Saturday, May 16, 2015

Labels >=(

I am endlessly frustrated with the feeling that people make bad assumptions about me or other people because of the labels we casually assign each other. I could easily go on a rant about othering people, but shouting into nothingness is equally frustrating. As a kid, I was very preoccupied with freedom because I felt so constrained within a body that prevented me from expressing myself how I desired, and obsessed with fairness. So I would love to be an iconoclast, and eccentrically defy norms without any fear of reprisal, but alas I'm not quite perfect. As I can't be free from the roles and expectations I'm assigned, at least I can make sure it's fair.

I don't even want to add labels to this post, but I will, otherwise my blog would be unnavigable, this is one of many examples of how I have to adapt if I want to exist socially. I've lived nearly my entire life trying desperately to fit in as a boy then young man, while I've always had difficulty expressing masculinity let alone understanding it. This is because I was stamped with a label at birth that prevented me for being allowed to be a girl, at least until I learned about a new, albeit less accepted label of transgender.

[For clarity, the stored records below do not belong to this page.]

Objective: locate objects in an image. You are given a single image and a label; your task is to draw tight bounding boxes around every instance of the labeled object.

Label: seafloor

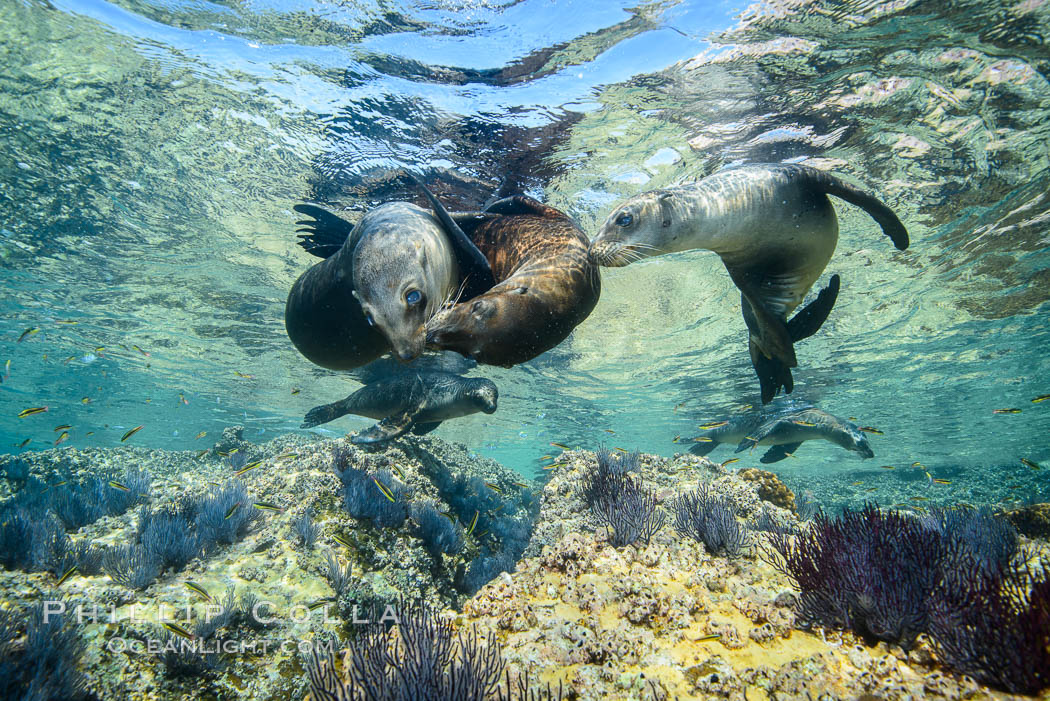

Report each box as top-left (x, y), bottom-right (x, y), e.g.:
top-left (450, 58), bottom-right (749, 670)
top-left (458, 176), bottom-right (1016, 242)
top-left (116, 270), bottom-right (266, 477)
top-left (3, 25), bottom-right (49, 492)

top-left (0, 427), bottom-right (1050, 701)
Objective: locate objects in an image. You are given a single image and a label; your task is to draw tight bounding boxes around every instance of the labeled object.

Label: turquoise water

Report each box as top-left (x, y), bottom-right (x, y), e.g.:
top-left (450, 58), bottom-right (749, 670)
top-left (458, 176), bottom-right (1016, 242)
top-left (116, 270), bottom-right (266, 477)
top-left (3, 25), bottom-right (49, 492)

top-left (0, 0), bottom-right (1050, 514)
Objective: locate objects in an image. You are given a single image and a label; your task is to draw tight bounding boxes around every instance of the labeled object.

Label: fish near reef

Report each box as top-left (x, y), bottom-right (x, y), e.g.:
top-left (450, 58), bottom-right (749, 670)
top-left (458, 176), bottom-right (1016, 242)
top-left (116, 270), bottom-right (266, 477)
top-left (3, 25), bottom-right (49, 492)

top-left (426, 195), bottom-right (602, 367)
top-left (689, 403), bottom-right (875, 464)
top-left (590, 164), bottom-right (908, 404)
top-left (285, 180), bottom-right (491, 369)
top-left (301, 370), bottom-right (499, 444)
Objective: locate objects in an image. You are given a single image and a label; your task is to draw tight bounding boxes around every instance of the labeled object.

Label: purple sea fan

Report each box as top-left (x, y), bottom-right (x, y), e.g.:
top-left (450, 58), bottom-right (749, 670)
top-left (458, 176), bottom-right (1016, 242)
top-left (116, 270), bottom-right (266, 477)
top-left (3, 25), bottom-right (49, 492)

top-left (929, 559), bottom-right (1050, 695)
top-left (769, 504), bottom-right (949, 649)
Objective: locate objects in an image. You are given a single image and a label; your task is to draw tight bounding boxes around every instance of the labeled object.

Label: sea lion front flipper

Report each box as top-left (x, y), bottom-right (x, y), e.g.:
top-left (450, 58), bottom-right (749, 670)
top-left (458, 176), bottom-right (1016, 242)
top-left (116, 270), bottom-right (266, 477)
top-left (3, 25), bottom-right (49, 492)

top-left (299, 395), bottom-right (353, 428)
top-left (292, 203), bottom-right (354, 258)
top-left (350, 411), bottom-right (415, 445)
top-left (726, 265), bottom-right (798, 367)
top-left (408, 173), bottom-right (496, 300)
top-left (788, 274), bottom-right (839, 340)
top-left (748, 338), bottom-right (795, 404)
top-left (758, 443), bottom-right (802, 465)
top-left (412, 421), bottom-right (441, 436)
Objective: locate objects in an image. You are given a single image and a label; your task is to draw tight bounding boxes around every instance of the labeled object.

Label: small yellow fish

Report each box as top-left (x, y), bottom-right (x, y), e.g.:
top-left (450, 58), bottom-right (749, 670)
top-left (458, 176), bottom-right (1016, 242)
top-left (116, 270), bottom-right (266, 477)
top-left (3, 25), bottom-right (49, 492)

top-left (233, 460), bottom-right (263, 477)
top-left (183, 581), bottom-right (212, 602)
top-left (55, 565), bottom-right (77, 587)
top-left (121, 426), bottom-right (143, 443)
top-left (161, 620), bottom-right (193, 640)
top-left (372, 477), bottom-right (397, 503)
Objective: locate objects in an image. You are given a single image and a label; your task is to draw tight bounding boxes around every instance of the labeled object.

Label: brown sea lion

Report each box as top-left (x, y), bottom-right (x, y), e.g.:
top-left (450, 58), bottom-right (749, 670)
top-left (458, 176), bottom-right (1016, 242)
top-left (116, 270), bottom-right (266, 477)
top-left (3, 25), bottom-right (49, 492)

top-left (591, 164), bottom-right (908, 404)
top-left (426, 195), bottom-right (602, 367)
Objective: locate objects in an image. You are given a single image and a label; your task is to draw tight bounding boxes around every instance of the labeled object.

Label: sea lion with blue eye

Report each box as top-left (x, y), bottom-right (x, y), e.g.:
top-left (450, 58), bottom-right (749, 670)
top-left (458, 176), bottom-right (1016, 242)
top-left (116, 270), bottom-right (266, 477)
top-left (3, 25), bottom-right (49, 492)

top-left (590, 164), bottom-right (908, 404)
top-left (426, 195), bottom-right (602, 367)
top-left (285, 180), bottom-right (492, 369)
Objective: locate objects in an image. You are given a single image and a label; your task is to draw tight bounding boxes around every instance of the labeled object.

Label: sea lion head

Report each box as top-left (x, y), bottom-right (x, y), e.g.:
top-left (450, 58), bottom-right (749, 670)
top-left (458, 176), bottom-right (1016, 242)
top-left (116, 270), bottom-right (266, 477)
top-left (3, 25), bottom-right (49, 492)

top-left (465, 378), bottom-right (500, 413)
top-left (353, 203), bottom-right (458, 361)
top-left (589, 190), bottom-right (677, 268)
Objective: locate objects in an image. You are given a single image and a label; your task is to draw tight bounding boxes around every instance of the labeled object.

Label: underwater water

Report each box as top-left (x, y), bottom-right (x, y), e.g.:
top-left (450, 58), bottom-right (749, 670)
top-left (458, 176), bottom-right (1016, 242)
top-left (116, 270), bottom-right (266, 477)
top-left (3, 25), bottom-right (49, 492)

top-left (0, 0), bottom-right (1050, 696)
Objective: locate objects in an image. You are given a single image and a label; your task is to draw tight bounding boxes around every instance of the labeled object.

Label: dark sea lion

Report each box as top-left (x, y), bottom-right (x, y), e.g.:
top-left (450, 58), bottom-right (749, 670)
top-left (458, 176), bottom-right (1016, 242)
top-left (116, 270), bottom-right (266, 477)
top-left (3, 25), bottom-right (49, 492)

top-left (301, 370), bottom-right (499, 444)
top-left (689, 405), bottom-right (875, 464)
top-left (590, 165), bottom-right (908, 404)
top-left (285, 185), bottom-right (492, 369)
top-left (417, 195), bottom-right (602, 367)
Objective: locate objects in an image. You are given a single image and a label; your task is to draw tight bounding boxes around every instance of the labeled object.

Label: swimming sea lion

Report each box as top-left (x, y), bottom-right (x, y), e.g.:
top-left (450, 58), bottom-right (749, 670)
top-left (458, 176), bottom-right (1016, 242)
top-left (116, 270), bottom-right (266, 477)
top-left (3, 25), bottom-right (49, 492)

top-left (285, 180), bottom-right (492, 369)
top-left (689, 405), bottom-right (875, 464)
top-left (426, 195), bottom-right (602, 367)
top-left (301, 370), bottom-right (499, 444)
top-left (590, 165), bottom-right (908, 404)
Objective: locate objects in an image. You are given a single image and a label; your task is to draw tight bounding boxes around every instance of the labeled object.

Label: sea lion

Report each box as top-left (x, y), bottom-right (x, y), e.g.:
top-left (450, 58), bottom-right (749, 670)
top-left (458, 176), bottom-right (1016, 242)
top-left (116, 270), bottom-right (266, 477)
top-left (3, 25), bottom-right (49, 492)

top-left (426, 195), bottom-right (602, 367)
top-left (590, 165), bottom-right (908, 404)
top-left (301, 370), bottom-right (499, 444)
top-left (285, 188), bottom-right (492, 369)
top-left (689, 405), bottom-right (875, 464)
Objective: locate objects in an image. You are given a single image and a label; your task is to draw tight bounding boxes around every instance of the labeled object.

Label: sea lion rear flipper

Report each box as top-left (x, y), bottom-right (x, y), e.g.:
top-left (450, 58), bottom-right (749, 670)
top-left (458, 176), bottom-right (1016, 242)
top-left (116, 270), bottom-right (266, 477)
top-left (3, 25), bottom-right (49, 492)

top-left (412, 421), bottom-right (441, 436)
top-left (788, 275), bottom-right (839, 340)
top-left (726, 265), bottom-right (798, 367)
top-left (408, 173), bottom-right (496, 300)
top-left (350, 411), bottom-right (414, 445)
top-left (299, 397), bottom-right (350, 428)
top-left (292, 203), bottom-right (354, 258)
top-left (758, 443), bottom-right (802, 465)
top-left (689, 441), bottom-right (718, 456)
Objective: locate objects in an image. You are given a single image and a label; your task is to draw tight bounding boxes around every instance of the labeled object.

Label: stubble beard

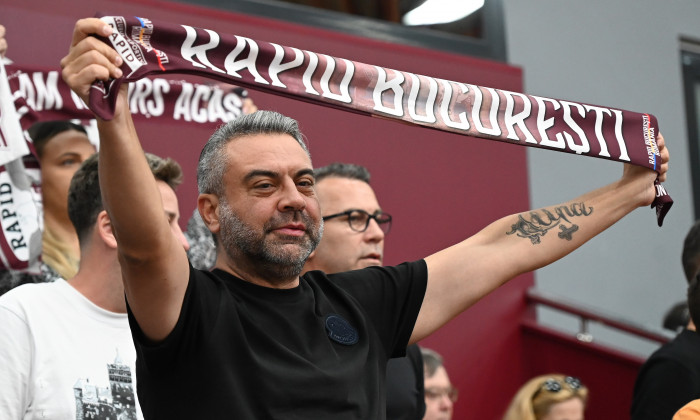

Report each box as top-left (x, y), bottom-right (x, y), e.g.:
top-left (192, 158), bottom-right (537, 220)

top-left (219, 200), bottom-right (323, 283)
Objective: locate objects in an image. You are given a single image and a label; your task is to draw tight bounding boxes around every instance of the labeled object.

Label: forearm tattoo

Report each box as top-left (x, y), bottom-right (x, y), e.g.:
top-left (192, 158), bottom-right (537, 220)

top-left (506, 203), bottom-right (593, 245)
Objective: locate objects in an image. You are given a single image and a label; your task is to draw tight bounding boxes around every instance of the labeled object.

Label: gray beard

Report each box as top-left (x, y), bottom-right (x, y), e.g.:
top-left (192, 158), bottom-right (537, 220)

top-left (219, 199), bottom-right (323, 283)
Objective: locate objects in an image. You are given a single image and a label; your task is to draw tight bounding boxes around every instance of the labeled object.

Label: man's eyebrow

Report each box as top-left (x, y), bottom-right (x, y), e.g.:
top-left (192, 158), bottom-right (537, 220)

top-left (296, 168), bottom-right (316, 179)
top-left (243, 169), bottom-right (279, 181)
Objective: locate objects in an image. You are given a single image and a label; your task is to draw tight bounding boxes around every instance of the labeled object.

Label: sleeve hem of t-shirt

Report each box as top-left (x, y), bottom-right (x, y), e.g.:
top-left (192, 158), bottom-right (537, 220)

top-left (126, 264), bottom-right (195, 350)
top-left (391, 260), bottom-right (428, 357)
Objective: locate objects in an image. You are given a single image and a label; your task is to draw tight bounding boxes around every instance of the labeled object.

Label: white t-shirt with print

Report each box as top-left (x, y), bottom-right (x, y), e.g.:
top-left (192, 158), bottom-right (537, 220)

top-left (0, 280), bottom-right (142, 420)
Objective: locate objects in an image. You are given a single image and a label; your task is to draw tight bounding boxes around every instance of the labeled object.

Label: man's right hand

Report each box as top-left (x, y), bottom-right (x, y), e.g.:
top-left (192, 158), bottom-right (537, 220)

top-left (61, 18), bottom-right (122, 116)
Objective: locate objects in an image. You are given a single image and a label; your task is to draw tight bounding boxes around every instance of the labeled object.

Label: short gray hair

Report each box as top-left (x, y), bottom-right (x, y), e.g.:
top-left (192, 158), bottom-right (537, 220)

top-left (197, 111), bottom-right (311, 197)
top-left (420, 347), bottom-right (443, 378)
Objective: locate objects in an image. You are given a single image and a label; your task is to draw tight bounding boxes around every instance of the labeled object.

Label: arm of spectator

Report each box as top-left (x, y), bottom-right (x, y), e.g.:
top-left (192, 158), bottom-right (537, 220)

top-left (411, 135), bottom-right (669, 342)
top-left (61, 18), bottom-right (189, 341)
top-left (0, 25), bottom-right (7, 58)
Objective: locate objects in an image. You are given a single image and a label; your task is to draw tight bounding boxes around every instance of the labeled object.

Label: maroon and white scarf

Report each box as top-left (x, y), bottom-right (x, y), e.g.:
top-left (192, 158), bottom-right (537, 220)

top-left (89, 16), bottom-right (673, 226)
top-left (0, 63), bottom-right (248, 274)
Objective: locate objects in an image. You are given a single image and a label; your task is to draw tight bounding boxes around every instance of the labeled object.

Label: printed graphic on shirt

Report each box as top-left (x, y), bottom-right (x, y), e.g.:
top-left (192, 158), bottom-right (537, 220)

top-left (73, 351), bottom-right (136, 420)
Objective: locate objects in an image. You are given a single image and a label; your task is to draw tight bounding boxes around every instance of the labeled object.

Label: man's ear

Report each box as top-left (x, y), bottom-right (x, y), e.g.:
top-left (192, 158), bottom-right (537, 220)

top-left (95, 210), bottom-right (117, 249)
top-left (197, 194), bottom-right (221, 233)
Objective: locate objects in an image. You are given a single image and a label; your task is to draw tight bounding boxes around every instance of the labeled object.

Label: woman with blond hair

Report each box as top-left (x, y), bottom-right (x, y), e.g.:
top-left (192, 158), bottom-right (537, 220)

top-left (503, 374), bottom-right (588, 420)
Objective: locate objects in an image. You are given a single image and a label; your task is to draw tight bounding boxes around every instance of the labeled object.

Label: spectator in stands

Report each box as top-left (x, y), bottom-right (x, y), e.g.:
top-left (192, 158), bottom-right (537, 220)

top-left (420, 348), bottom-right (458, 420)
top-left (28, 121), bottom-right (95, 279)
top-left (631, 220), bottom-right (700, 420)
top-left (61, 18), bottom-right (668, 418)
top-left (0, 151), bottom-right (187, 420)
top-left (662, 299), bottom-right (690, 333)
top-left (302, 162), bottom-right (425, 420)
top-left (0, 121), bottom-right (95, 294)
top-left (503, 374), bottom-right (588, 420)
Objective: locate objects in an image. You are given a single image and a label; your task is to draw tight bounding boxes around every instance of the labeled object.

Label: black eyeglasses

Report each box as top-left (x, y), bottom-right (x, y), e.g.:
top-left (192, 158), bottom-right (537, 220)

top-left (424, 386), bottom-right (459, 402)
top-left (532, 376), bottom-right (583, 400)
top-left (323, 209), bottom-right (391, 233)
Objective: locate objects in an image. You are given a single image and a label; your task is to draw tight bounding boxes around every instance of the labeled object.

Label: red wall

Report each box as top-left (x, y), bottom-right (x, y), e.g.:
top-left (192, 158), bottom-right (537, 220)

top-left (512, 318), bottom-right (644, 420)
top-left (0, 0), bottom-right (533, 419)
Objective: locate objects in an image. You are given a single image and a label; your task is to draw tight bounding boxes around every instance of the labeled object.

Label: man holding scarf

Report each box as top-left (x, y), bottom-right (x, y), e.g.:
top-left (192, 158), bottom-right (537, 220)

top-left (61, 19), bottom-right (669, 419)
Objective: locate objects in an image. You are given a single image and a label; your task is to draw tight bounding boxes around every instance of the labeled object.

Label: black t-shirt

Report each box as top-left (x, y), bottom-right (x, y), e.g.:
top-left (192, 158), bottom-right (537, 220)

top-left (630, 330), bottom-right (700, 420)
top-left (129, 260), bottom-right (427, 420)
top-left (386, 344), bottom-right (425, 420)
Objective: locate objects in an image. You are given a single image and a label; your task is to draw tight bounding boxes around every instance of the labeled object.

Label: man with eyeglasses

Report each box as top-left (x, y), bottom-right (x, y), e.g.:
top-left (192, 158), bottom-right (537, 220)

top-left (302, 162), bottom-right (425, 420)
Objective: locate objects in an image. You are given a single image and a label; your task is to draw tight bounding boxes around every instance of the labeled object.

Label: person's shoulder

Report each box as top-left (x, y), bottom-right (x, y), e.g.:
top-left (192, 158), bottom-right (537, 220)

top-left (0, 280), bottom-right (67, 305)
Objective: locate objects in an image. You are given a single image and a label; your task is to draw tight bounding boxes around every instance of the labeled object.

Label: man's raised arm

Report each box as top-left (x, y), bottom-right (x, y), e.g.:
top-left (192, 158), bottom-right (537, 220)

top-left (411, 139), bottom-right (669, 342)
top-left (61, 18), bottom-right (189, 341)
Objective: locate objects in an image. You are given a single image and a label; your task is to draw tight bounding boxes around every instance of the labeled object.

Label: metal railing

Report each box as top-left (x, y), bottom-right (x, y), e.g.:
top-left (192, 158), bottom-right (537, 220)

top-left (525, 287), bottom-right (673, 344)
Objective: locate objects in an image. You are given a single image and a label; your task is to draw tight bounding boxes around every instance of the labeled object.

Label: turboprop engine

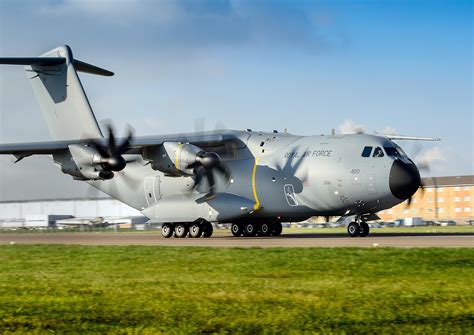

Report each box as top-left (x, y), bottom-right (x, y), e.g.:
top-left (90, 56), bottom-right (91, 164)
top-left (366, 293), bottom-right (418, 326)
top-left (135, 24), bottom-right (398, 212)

top-left (55, 126), bottom-right (134, 180)
top-left (146, 142), bottom-right (230, 200)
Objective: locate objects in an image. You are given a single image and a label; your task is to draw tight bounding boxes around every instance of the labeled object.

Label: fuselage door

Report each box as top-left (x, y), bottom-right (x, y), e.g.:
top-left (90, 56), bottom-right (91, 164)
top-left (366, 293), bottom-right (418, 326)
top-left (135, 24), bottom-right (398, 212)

top-left (145, 176), bottom-right (161, 206)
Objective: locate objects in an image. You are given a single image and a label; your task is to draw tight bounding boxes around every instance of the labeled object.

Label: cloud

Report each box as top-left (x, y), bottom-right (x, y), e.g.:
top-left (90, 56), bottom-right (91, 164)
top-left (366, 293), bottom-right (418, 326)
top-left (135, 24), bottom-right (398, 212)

top-left (380, 126), bottom-right (397, 135)
top-left (415, 146), bottom-right (447, 165)
top-left (339, 120), bottom-right (366, 134)
top-left (30, 0), bottom-right (347, 52)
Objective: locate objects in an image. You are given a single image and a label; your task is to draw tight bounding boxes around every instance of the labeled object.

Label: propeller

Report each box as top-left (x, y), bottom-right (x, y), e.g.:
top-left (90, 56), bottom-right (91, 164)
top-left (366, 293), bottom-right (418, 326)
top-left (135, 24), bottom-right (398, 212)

top-left (186, 151), bottom-right (231, 198)
top-left (90, 125), bottom-right (136, 172)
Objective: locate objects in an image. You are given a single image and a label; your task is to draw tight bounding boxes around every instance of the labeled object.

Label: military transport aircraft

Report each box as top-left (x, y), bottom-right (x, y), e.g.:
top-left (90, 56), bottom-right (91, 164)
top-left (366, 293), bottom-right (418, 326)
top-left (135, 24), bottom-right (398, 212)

top-left (0, 46), bottom-right (437, 238)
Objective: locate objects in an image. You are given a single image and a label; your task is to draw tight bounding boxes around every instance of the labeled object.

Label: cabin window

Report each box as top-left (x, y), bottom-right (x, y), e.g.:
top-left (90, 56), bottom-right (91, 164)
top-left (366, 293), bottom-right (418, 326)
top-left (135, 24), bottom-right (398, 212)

top-left (372, 147), bottom-right (385, 157)
top-left (362, 147), bottom-right (372, 157)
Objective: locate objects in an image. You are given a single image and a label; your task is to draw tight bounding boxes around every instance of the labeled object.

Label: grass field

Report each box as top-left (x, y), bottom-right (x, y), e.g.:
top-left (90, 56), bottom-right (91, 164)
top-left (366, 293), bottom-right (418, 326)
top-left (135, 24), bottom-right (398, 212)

top-left (0, 245), bottom-right (474, 334)
top-left (0, 225), bottom-right (474, 234)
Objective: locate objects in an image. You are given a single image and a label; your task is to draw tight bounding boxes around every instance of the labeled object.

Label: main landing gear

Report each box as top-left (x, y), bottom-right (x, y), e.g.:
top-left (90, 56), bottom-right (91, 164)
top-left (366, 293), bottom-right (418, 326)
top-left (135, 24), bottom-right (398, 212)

top-left (230, 221), bottom-right (283, 237)
top-left (161, 219), bottom-right (214, 238)
top-left (347, 220), bottom-right (370, 237)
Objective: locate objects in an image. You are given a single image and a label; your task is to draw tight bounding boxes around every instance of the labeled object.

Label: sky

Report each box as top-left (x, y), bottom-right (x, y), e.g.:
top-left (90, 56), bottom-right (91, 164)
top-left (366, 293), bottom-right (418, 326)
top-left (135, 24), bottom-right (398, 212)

top-left (0, 0), bottom-right (474, 201)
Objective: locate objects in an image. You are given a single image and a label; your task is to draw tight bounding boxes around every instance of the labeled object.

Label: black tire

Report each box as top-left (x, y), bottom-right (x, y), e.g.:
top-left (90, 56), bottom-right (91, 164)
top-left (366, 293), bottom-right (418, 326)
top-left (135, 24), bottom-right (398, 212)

top-left (244, 222), bottom-right (257, 236)
top-left (174, 222), bottom-right (189, 238)
top-left (258, 222), bottom-right (273, 236)
top-left (202, 221), bottom-right (214, 237)
top-left (272, 222), bottom-right (283, 236)
top-left (347, 222), bottom-right (360, 237)
top-left (189, 221), bottom-right (204, 238)
top-left (230, 223), bottom-right (244, 237)
top-left (161, 223), bottom-right (174, 238)
top-left (359, 221), bottom-right (370, 237)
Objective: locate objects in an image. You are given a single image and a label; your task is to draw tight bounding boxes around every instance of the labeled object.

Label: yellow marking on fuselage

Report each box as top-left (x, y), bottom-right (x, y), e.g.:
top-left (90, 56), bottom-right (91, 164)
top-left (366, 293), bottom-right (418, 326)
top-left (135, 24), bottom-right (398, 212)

top-left (252, 157), bottom-right (260, 210)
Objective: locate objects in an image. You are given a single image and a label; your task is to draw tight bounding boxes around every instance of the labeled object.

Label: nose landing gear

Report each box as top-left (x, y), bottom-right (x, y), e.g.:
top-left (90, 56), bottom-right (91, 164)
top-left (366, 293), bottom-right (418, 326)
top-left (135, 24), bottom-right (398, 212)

top-left (230, 221), bottom-right (283, 237)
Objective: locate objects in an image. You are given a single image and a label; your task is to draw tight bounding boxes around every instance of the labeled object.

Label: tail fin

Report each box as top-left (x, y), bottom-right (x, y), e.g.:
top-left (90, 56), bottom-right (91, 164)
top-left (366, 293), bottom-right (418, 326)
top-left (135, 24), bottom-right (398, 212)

top-left (0, 46), bottom-right (113, 140)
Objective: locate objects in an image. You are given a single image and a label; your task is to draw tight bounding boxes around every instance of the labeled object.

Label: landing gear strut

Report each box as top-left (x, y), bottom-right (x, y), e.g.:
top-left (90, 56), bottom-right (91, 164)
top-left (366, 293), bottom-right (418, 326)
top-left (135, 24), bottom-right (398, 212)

top-left (347, 218), bottom-right (370, 237)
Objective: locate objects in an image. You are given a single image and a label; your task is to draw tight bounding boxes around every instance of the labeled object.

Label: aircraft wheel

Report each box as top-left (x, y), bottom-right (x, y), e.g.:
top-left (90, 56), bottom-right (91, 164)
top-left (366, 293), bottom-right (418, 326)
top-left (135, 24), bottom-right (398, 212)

top-left (201, 221), bottom-right (214, 237)
top-left (272, 221), bottom-right (283, 236)
top-left (230, 223), bottom-right (244, 237)
top-left (347, 222), bottom-right (360, 237)
top-left (258, 222), bottom-right (273, 236)
top-left (244, 222), bottom-right (257, 236)
top-left (189, 221), bottom-right (204, 238)
top-left (359, 221), bottom-right (370, 237)
top-left (161, 223), bottom-right (174, 238)
top-left (174, 222), bottom-right (189, 238)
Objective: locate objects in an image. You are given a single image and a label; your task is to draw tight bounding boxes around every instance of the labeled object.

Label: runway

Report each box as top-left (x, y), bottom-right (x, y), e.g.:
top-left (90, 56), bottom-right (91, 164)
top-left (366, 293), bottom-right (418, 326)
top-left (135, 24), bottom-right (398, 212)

top-left (0, 232), bottom-right (474, 248)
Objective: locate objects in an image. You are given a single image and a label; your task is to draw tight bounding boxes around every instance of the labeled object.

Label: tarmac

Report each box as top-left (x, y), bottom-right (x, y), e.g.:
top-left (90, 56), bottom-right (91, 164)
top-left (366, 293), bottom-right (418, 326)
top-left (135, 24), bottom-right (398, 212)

top-left (0, 232), bottom-right (474, 248)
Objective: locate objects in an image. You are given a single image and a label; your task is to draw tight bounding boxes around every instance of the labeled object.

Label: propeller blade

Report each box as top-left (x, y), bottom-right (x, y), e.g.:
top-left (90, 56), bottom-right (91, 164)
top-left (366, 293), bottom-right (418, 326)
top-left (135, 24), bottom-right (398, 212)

top-left (89, 141), bottom-right (110, 158)
top-left (206, 171), bottom-right (216, 197)
top-left (193, 166), bottom-right (206, 189)
top-left (107, 124), bottom-right (116, 156)
top-left (216, 164), bottom-right (232, 183)
top-left (186, 162), bottom-right (199, 169)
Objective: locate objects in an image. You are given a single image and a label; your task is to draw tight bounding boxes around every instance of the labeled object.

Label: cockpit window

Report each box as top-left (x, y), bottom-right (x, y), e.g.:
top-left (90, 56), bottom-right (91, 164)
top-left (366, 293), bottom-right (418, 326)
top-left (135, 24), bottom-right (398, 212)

top-left (362, 147), bottom-right (372, 157)
top-left (372, 147), bottom-right (385, 157)
top-left (384, 147), bottom-right (406, 158)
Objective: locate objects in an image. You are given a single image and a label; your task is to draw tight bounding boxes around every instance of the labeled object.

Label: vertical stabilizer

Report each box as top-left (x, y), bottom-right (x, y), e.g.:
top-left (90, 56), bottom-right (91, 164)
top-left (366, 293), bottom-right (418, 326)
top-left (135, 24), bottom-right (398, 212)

top-left (25, 46), bottom-right (105, 140)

And yet the word, transsexual, doesn't make sense to me. By it's counterparts, heterosexual, homosexual and bisexual, it would make sense for a transsexual person to be sexually attracted to transgender people. This is one of many reasons why heterosexual cisgender people shouldn't be making up the words, lumping LGBT together is naive. But I like that I'm part of a larger group as a trans person, even if gay people can be just as transphobic as society at large. People are people, if I can't accept others then how can I expect acceptance in return.

Here's where I would normally make a pithy comment implying hypocrisy, but meh. There is power in the way you describe yourself. It shapes how you feel and who you are as a person. I used to often say "I'm awesome!" Without sarcasm, even if I didn't always believe or feel it. Just saying it and hearing it said is enough to alter your mood and perceptions of self. The freedom to express yourself and find yourself can easily be hampered by allowing labels to segregate ourselves. But segregation based on race, religion, sex, gender, wealth, etc. is regressive, we can and should aspire to be better than our forebears.

I'll only allow labels to describe me, not define me.